For $p$ = 1, it's clear because for $f \in L^1(\mathbb R^n)$, one can define a tempered distribution by $T_{f}(\varphi) := \int_{\mathbb R^n} f(x) \varphi(x) dx$.
Apparently, one can make the argument that $\mathcal S(\mathbb R^n) \subset L^p(\mathbb R^n)$ implies that the for the dual spaces the opposite inclusion holds. Why is that?
Regarding the "abstract nonsense" statement "$A \subset B \Rightarrow B' \subset A'$", the important thing there is that the inclusion mapping $i : A \to B,i(x)=x$ is continuous. Given $F \in B'$, the restriction of $F$ to $A$ is $F \circ i$. If $i$ is continuous, then $F \circ i$ will be continuous. So the restriction is in $A'$. We identify the restriction with the original functional $F$.
This identification is an abuse of notation: strictly speaking an element of $B'$ can never be an element of $A'$ or vice versa.
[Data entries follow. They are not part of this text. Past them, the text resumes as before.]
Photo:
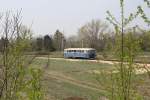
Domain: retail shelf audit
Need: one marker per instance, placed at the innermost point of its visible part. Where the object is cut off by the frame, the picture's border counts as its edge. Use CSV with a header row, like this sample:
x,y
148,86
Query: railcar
x,y
87,53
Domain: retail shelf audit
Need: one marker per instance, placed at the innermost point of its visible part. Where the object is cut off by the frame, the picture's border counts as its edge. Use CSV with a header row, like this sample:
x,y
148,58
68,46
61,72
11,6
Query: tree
x,y
14,84
91,34
39,44
59,40
48,43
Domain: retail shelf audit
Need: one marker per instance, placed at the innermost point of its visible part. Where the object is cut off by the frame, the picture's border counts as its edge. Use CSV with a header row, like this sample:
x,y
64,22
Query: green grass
x,y
78,71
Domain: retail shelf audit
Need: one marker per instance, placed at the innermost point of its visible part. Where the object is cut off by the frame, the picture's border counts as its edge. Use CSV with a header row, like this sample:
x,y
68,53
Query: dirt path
x,y
140,68
63,78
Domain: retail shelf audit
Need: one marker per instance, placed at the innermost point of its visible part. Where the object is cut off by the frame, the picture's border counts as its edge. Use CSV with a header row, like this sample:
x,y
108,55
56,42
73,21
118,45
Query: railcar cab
x,y
87,53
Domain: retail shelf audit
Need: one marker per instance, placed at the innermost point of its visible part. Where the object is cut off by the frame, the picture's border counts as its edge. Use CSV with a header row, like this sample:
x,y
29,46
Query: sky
x,y
46,16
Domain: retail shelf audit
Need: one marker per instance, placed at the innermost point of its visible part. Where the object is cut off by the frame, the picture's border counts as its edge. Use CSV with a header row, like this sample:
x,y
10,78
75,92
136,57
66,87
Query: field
x,y
75,78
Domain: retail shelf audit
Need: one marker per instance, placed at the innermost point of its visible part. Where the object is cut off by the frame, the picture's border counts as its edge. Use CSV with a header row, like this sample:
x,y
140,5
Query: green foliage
x,y
14,62
126,48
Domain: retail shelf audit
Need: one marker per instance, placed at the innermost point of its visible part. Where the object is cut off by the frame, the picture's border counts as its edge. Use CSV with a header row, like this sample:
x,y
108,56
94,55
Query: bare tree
x,y
14,61
92,33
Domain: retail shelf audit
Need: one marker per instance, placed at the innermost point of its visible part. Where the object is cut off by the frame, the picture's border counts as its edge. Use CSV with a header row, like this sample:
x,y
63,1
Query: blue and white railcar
x,y
86,53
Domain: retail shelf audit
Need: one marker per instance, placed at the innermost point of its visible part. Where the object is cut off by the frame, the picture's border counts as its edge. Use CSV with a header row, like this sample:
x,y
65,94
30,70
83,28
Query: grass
x,y
76,78
69,78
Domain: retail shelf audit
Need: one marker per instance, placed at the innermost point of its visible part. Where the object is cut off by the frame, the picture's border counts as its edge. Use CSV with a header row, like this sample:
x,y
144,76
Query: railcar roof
x,y
79,49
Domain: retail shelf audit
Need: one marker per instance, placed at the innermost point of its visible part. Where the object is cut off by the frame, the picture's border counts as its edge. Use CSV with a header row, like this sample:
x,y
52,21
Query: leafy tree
x,y
91,34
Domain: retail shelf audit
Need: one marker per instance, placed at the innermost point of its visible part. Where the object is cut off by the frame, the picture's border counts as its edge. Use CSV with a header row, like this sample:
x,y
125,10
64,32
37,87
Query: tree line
x,y
94,34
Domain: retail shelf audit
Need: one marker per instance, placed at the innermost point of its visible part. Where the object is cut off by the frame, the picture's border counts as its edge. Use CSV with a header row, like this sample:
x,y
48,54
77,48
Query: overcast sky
x,y
65,15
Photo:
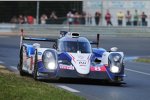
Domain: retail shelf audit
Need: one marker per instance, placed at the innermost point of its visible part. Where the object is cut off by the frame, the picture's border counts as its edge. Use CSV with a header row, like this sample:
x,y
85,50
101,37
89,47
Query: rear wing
x,y
22,37
96,42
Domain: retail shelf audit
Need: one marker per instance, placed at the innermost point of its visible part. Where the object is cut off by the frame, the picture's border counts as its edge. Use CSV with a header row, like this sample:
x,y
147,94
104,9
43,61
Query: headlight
x,y
115,62
114,69
51,65
49,60
116,58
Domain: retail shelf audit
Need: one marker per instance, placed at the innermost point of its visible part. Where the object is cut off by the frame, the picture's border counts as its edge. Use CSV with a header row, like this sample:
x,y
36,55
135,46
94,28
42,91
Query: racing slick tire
x,y
35,76
20,65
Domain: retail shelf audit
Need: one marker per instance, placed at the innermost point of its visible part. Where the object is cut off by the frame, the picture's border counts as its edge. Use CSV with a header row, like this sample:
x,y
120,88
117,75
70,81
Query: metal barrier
x,y
83,29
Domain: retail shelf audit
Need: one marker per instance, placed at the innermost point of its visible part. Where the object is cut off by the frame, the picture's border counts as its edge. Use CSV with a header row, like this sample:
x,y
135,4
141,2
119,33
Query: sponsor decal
x,y
66,67
39,53
81,57
102,68
82,62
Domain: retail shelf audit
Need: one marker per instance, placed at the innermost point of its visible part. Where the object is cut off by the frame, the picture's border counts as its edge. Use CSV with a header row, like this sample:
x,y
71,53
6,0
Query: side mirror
x,y
113,49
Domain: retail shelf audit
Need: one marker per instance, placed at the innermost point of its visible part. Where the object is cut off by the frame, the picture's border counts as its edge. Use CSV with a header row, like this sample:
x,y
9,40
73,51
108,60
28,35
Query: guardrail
x,y
55,29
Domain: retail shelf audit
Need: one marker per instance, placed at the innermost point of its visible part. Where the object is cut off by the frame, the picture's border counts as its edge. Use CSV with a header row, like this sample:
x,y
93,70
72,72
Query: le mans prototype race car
x,y
71,57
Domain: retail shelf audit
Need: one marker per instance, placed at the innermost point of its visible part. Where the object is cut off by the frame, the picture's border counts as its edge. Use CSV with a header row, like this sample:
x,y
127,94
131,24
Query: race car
x,y
72,56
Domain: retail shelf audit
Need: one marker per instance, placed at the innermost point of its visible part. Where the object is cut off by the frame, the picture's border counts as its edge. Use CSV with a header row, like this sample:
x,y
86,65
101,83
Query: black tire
x,y
20,65
35,67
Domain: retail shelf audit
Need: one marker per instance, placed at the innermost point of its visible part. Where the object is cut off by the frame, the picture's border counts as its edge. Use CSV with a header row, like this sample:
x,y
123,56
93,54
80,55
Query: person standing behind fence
x,y
143,19
128,18
53,17
43,18
77,18
97,18
108,18
89,18
136,18
70,17
120,16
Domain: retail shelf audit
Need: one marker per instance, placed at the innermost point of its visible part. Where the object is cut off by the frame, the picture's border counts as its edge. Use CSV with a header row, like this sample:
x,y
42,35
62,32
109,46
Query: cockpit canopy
x,y
75,45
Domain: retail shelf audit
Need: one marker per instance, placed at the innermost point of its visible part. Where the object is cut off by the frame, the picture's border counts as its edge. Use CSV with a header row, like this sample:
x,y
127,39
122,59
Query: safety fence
x,y
83,29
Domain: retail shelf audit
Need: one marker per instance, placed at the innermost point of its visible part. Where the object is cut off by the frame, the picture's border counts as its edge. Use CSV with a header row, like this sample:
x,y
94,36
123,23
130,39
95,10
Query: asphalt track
x,y
138,74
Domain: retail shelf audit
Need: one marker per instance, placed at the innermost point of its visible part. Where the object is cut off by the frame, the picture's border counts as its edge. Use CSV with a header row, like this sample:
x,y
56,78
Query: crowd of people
x,y
83,18
135,20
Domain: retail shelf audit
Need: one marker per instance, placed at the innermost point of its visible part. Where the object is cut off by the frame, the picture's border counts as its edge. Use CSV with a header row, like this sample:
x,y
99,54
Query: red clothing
x,y
30,20
107,17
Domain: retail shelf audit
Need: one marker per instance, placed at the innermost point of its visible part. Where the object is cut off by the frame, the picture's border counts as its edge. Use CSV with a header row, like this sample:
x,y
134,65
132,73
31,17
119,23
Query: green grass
x,y
144,60
14,87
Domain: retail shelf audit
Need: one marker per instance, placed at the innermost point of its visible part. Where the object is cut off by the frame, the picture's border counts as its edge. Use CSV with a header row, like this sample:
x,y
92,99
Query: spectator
x,y
89,18
14,20
70,17
53,17
43,19
128,18
136,18
108,18
97,17
21,19
143,19
30,19
76,18
120,16
83,16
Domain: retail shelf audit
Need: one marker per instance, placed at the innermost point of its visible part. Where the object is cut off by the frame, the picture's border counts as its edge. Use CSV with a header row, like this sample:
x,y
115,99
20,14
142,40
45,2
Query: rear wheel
x,y
21,63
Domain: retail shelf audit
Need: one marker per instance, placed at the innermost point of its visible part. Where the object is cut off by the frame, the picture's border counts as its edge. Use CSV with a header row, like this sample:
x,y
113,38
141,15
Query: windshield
x,y
74,46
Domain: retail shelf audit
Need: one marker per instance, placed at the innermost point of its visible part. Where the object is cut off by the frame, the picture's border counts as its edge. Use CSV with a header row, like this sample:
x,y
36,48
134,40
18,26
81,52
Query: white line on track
x,y
1,62
4,36
68,88
137,71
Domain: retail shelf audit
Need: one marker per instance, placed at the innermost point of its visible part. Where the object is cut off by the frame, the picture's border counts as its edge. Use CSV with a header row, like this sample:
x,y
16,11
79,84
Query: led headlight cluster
x,y
49,60
115,62
114,69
But it is a reasonable abuse of notation, especially in cases like this one, in which $A$ is dense in $B$, so that the restriction uniquely specifies $F$. This situation in which $A$ is a dense subset of $B$ with a continuous inclusion mapping is very common in functional analysis.
You can expand this out into a statement about norms and seminorms in this particular case, but this is really the main point.